As well as saving thousands of lives, research from the Confederation of British Industry (CBI) shows the economic benefits of clean air zones. In Manchester, analysis by CBI Economics showed that as well as cutting hospitalisations, a clean air zone would boost local business by cutting the number of sick days. Adding 598,200 working hours each year through increased workforce participation could provide an economic boost of more than £7.1m to the city region.

Of course the benefit of cleaner air wouldn’t just be felt by residents who live and work in Greater Manchester. Around 553,000 workers who live outside of Greater Manchester commute into the city region for work and 68 million visitors come to the city region each year. A much larger group of the UK’s population would therefore be breathing cleaner air.

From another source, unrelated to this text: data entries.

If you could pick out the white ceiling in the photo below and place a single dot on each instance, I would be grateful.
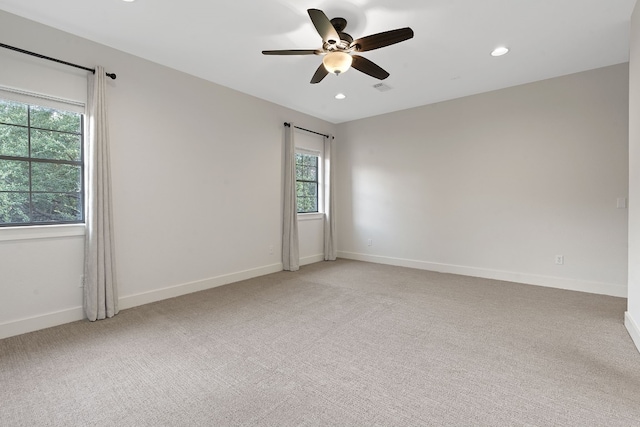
(222, 40)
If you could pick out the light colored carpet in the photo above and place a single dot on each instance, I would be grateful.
(341, 343)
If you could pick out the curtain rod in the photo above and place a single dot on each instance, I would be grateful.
(307, 130)
(37, 55)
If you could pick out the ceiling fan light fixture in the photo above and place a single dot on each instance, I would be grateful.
(337, 62)
(499, 51)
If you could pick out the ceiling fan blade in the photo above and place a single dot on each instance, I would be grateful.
(292, 52)
(320, 74)
(363, 64)
(324, 26)
(379, 40)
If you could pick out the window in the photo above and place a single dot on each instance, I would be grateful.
(41, 165)
(307, 182)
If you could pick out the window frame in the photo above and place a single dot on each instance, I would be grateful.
(59, 227)
(318, 182)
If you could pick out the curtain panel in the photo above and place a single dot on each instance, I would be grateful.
(290, 250)
(100, 289)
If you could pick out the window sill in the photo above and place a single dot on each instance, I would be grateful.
(41, 232)
(311, 217)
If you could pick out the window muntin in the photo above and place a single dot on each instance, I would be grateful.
(307, 182)
(41, 165)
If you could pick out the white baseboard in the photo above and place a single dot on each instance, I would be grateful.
(311, 259)
(632, 327)
(509, 276)
(199, 285)
(23, 326)
(35, 323)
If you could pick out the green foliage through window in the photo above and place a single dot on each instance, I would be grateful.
(307, 182)
(41, 165)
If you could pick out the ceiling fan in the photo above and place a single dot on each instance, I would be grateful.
(338, 47)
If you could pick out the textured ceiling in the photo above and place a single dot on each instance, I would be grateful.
(221, 41)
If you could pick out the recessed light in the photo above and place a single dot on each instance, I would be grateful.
(499, 51)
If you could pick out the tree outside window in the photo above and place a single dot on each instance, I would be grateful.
(41, 165)
(307, 182)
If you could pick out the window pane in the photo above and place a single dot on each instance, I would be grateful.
(56, 207)
(13, 112)
(48, 118)
(307, 204)
(14, 208)
(56, 178)
(14, 141)
(55, 145)
(309, 173)
(14, 175)
(308, 189)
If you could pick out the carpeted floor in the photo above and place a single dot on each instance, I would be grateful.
(343, 343)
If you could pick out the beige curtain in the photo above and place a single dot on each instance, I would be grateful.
(290, 251)
(330, 244)
(100, 290)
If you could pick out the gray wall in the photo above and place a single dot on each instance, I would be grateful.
(496, 185)
(197, 176)
(632, 320)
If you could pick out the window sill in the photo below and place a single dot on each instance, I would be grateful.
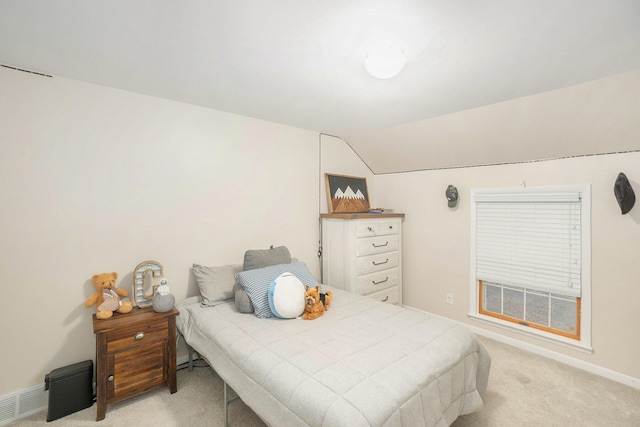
(582, 345)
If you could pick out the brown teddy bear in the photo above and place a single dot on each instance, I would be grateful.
(315, 303)
(107, 298)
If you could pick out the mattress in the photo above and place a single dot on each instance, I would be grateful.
(364, 363)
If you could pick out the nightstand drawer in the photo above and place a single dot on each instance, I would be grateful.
(371, 263)
(136, 335)
(390, 295)
(377, 281)
(378, 244)
(138, 368)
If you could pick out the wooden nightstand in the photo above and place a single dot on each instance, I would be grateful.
(135, 353)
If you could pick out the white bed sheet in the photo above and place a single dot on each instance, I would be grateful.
(364, 363)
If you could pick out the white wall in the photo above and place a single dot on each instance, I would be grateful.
(436, 246)
(95, 179)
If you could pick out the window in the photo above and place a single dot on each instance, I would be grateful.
(530, 260)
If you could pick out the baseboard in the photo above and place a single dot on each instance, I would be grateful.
(34, 399)
(554, 355)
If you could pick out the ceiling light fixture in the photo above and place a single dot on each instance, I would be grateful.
(384, 60)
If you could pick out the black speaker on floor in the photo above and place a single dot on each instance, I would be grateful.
(70, 389)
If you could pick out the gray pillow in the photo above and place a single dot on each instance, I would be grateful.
(259, 258)
(216, 283)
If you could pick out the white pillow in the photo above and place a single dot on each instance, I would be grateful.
(286, 296)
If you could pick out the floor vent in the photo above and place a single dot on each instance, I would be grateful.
(22, 403)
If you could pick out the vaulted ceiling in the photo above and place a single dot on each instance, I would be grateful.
(300, 62)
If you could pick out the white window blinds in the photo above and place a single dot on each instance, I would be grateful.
(530, 239)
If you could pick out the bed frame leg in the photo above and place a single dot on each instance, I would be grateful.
(227, 402)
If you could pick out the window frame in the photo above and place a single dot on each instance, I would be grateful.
(584, 308)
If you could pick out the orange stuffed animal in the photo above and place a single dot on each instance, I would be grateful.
(315, 303)
(107, 298)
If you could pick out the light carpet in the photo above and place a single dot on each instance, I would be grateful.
(524, 390)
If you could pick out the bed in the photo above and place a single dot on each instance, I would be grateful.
(363, 363)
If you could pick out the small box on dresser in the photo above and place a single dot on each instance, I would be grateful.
(362, 253)
(135, 353)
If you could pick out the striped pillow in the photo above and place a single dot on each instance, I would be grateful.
(257, 282)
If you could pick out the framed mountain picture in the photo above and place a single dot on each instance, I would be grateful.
(346, 193)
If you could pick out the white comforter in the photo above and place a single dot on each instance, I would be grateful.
(364, 363)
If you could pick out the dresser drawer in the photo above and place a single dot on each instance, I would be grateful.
(377, 244)
(391, 295)
(377, 228)
(377, 281)
(137, 335)
(378, 262)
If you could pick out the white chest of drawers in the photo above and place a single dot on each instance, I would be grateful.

The plans being considered by mayor Sadiq Khan to introduce a ‘journey charge’ in London need exploring seriously. But they would only work and be accepted by Londoners if they come with a major, comprehensive and easy to access scheme to support people to switch to cleaner transport. We have to support people and small businesses through this change.

UK100, which represents mayors and council leaders, has campaigned for a £1.5bn scrappage scheme to support SMEs and low-income households switch from diesel and petrol vehicles to public transport, hybrid or electric. There is money available for such schemes, whether in London or Manchester. But even in London, the ULEZ scrappage scheme faced problems, with insufficient funding to help those affected, and a limited timescale to apply. As well as protecting lives, we have to protect the livelihoods of low-income families, sole traders and small business owners.

It is not just about public money, though. We need the private sector to step up and additional investment from financial services industries could reduce the burden on the poorest in our society to pay for scheme costs. Why couldn’t a scheme be established – perhaps by the new British Infrastructure Bank to fulfil its net-zero mandate – that provides low-cost loans to small businesses to make the transition to zero-emissions transport? With support, plumbers, taxi drivers and delivery firms can make the switch. We’re already seeing thousands move to an electric van or taxi, or using cargo bikes for local deliveries. There will be start-up costs of course, but significant long-term savings in fuel and taxes.

This isn’t just about clean air. Every aspect of net zero will impact the economy, whether it is retrofitting our homes, cleaning up our energy or changing the way we work. We cannot simply legislate our way to net zero or clean air. These are economic changes, and we need to ensure they don’t penalise particular groups. But with adequate support from UK government in the form of greater investment, together with effective local and national partnership and leadership, we can smooth the road to cleaner air.